1. ¿Qué es la nicotinamida?
La nicotinamida es la forma amida de la vitamina B3. También puede aparecer con el nombre de niacinamida. Está relacionada con la niacina, pero se comporta de forma distinta en el organismo. Una diferencia práctica es que la nicotinamida no provoca la reacción de enrojecimiento y calor que suele asociarse al ácido nicotínico, otra forma de niacina.
En el cuidado de la piel, la niacinamida suele encontrarse en cremas y sérums. En la investigación dermatológica, la nicotinamida también se ha estudiado como suplemento oral, a menudo en dosis de 500 mg dos veces al día.
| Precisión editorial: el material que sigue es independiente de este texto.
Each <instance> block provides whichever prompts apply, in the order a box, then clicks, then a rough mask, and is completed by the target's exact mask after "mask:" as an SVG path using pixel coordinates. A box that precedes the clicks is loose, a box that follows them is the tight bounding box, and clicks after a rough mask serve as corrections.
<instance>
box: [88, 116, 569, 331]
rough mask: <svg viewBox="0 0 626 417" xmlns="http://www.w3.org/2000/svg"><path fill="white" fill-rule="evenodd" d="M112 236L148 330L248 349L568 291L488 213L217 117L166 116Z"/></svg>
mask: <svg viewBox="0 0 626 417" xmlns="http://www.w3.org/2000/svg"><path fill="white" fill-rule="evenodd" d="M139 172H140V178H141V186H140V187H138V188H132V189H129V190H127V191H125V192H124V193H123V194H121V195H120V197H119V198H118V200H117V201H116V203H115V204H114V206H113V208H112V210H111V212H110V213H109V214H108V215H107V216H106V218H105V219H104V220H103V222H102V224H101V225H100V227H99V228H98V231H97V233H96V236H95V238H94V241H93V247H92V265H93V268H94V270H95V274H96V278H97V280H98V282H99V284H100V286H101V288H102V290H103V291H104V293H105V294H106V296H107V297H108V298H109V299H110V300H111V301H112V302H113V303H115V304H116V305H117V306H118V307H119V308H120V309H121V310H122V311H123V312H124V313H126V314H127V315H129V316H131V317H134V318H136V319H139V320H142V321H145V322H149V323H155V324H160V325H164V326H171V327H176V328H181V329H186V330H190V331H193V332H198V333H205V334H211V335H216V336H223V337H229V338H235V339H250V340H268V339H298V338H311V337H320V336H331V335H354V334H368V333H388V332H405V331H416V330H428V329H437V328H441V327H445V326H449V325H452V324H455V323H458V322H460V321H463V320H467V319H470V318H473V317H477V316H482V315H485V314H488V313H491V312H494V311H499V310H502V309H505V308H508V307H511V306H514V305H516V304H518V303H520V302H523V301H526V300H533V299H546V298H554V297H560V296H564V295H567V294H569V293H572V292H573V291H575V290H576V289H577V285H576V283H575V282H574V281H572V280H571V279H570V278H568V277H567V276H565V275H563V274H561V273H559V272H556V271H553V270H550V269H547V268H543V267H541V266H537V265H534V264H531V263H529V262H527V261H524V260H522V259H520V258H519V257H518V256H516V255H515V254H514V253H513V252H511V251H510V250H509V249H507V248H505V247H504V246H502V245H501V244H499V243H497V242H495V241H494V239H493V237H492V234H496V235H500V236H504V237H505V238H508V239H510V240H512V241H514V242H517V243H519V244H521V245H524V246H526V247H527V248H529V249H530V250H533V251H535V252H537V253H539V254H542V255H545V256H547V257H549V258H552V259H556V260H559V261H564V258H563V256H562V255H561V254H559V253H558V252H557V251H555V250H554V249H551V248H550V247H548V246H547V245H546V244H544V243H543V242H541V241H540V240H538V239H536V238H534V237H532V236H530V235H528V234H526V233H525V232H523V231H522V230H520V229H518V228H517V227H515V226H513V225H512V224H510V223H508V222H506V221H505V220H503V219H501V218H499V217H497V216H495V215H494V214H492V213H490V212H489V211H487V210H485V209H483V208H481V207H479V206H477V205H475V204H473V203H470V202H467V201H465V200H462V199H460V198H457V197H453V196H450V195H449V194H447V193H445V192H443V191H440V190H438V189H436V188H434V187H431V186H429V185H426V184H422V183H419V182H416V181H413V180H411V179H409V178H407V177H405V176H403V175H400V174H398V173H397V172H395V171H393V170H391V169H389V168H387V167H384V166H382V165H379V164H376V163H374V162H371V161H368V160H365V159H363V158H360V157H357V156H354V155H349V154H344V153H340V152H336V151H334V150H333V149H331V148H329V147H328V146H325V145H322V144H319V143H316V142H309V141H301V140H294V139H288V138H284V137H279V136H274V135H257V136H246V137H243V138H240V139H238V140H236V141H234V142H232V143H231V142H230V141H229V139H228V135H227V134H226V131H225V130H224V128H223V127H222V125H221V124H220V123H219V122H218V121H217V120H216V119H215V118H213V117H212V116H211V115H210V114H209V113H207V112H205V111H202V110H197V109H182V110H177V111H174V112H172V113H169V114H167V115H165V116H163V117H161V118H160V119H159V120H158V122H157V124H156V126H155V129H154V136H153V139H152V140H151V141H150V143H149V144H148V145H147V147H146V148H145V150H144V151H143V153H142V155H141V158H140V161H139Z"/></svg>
Esa dosis es mucho más alta de la que normalmente se obtiene con la alimentación, por lo que conviene verla como una dosis de tipo terapéutico y no como la cantidad habitual de un multivitamínico.
Los investigadores se interesan por la nicotinamida para la piel expuesta al sol por su relación con NAD+, una molécula que las células usan para producir y gestionar energía. La radiación UV somete a estrés a las células de la piel, daña el ADN y puede debilitar la vigilancia inmunitaria local. La nicotinamida parece ayudar a reponer las reservas de NAD+, lo que puede dar a las células más capacidad para llevar a cabo tareas de reparación tras el estrés por UV.
2. Cómo puede actuar en la piel sometida a estrés por la radiación UV
La nicotinamida no es un protector solar. No se queda sobre la piel filtrando los rayos UV. Los estudios de laboratorio y en piel humana sugieren una función distinta: ayudar a las células cutáneas a afrontar las consecuencias una vez que la exposición a la radiación UV ya ha causado estrés.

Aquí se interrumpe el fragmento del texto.